Is it just me, or has the weather changed this week to be a bit more ass numbingly chilly? I don’t mind so much as long as the wind stays down and we still get some sunshine!
Onwards with this weeks three things.
3 ways to calculate your calorie needs and deficit for fat loss
This was prompted by a question on IG about the best way to calculate calorie needs and how to find your deficit for fat loss, if you don’t want to count calories. So I gave my answer which is below, along with 2 other options you could use. For the purpose of the blog, I decided to start with the most accurate and work down from there.
To get a really good idea of your calorie needs, and therefore your deficit, you need to track for 2-3 weeks. Making sure you are consistent, accurate and honest about everything you put in your face. Assuming that there is no significant weight change over that time, then the daily average will be your maintenance calorie intake.
From there it’s simply a decision of where to start your calorie deficit. I’d recommend 20%. Be consistent with that for a couple of weeks and adjust up or down based on the changes you see. Note the I said a couple of weeks, not a couple of days…It takes time for your body to adjust and respond to a deficit, so be patient and be consistent, then adjust if you need to.
If you want to get straight into it, then a simple calculation is all you need to give you starting point. Take your weight in pounds (kgs x 2.2) and multiply by either 10 or 12. 10x gives you a more aggressive cut, 12x is more moderate. Choose which would be best for you.
You could also do a calorie cycling style approach with both numbers in play.
For example 75kg = 165lbs
10x 165 = 1650
12x 165 = 1980
So on training days you could go with 1980kcals, and on off days you could go with 1650. Both are in your deficit range but you get more calories to use during training. You could also switch the higher days to the weekend if you know you’re more likely to eat more then.
Again, be consistent and accurate for a couple of weeks and adjust as needed.
Use a portion control method such as PNs hand size portions or take photos of your meals to get an idea of your current serving sizes, then simply reduce the portions of carbs and fats by around a quarter, keeping, or increasing your protein and veggie servings sizes.
This is a less accurate method but it does work well if you are willing to put a little effort into it.
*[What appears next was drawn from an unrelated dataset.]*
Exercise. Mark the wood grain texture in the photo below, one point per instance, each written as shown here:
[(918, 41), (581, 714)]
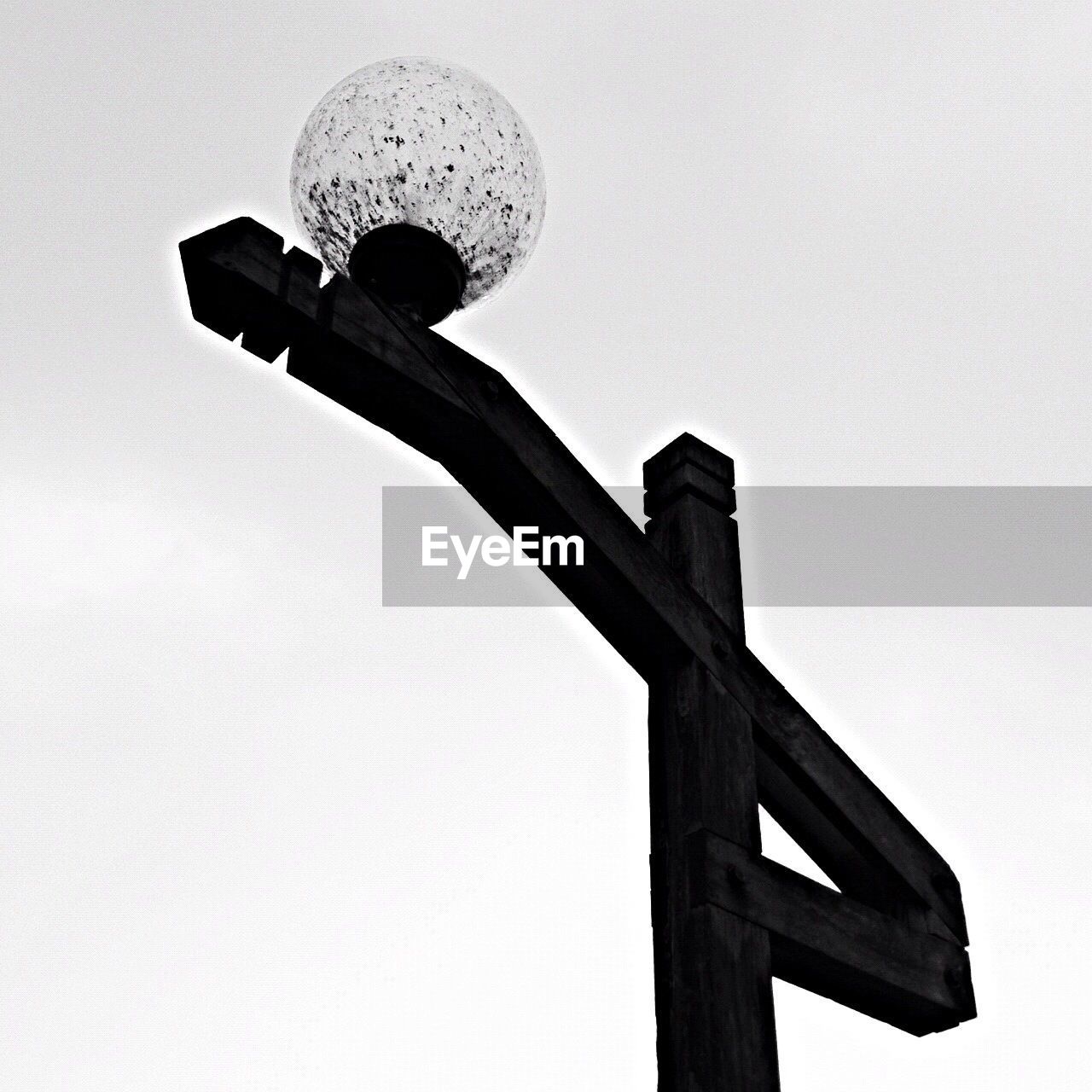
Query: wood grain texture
[(433, 394)]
I’ve had success with clients on all three approaches, and if you would like some help with getting started, just send me a message and I’ll be happy to help.
Doing cardio the right way
Cardio is a boring but essential part of training. Done badly, it can just leave you feeling broken and struggling to recover, but done well it can boost your fitness, improve your recovery and provide a whole host of other benefits.
When cardio is done badly it’s because no thought has gone into your effort levels and the outcomes you want. Most people go too hard for it to be any use aerobically, and not hard enough for it to be anaerobic. They’re stuck in a dead zone and make no progress. So here are 2 options for you to try and implement to boost your cardiovascular fitness and your results.
- Low and slow. 20-45 minutes at a heart rate of between 110 and 135. If your HR goes above 135 then you have to ease up and get it back down. Ideally, you will do the whole session breathing just through your nose to force yourself to slow up, since you can’t suck in massive amounts of air through your nostrils. This will benefit your aerobic system.
- Short and intense. Like an espresso. All these classes that promise 45 minutes of high intensity workouts clearly don’t understand that if the session is high intensity, it’s not going to last 45 minutes, and if it lasts 45 minutes, it cant be high intensity. It might be hard, but that’s different. So we’re looking at probably 4-8 minutes of intervals at >90% of your max effort. For example 15 seconds of work with a 45s recovery. I tend to prefer machine based stuff for this, for example, a rower or bike, but swings work well if you have good, consistent technique.
Your short, but effective warmup
You don’t want to be spending a load of time on your warmup, particularly if your gym, like mine, has a limit on the time you can spend training. You want to get in, get going, and get gone. And if you are working out at home, you still need some kind of warm up to make sure you are in a good position to get some work done without an injury risk.
So give this a try:
Bear crawl x 5 steps out and back. If you limited for space, 1 step forward, 1 back x 5. Or switch to a static bear crawl.
The best stretch in the world x 5/ side
Side plank with a hip lift x 8/s. You can regress this to a standard side plank, a short side plank from your knees or a reverse side plank depending on your ability/ injury issues.
Sl RDL x8 per side
Bodyweight squat x10-15
You hit a lot of movement qualities including upper back extension and rotation, hip mobility and stability, core strength, and a bunch more.
Give it a try a give your training a boost.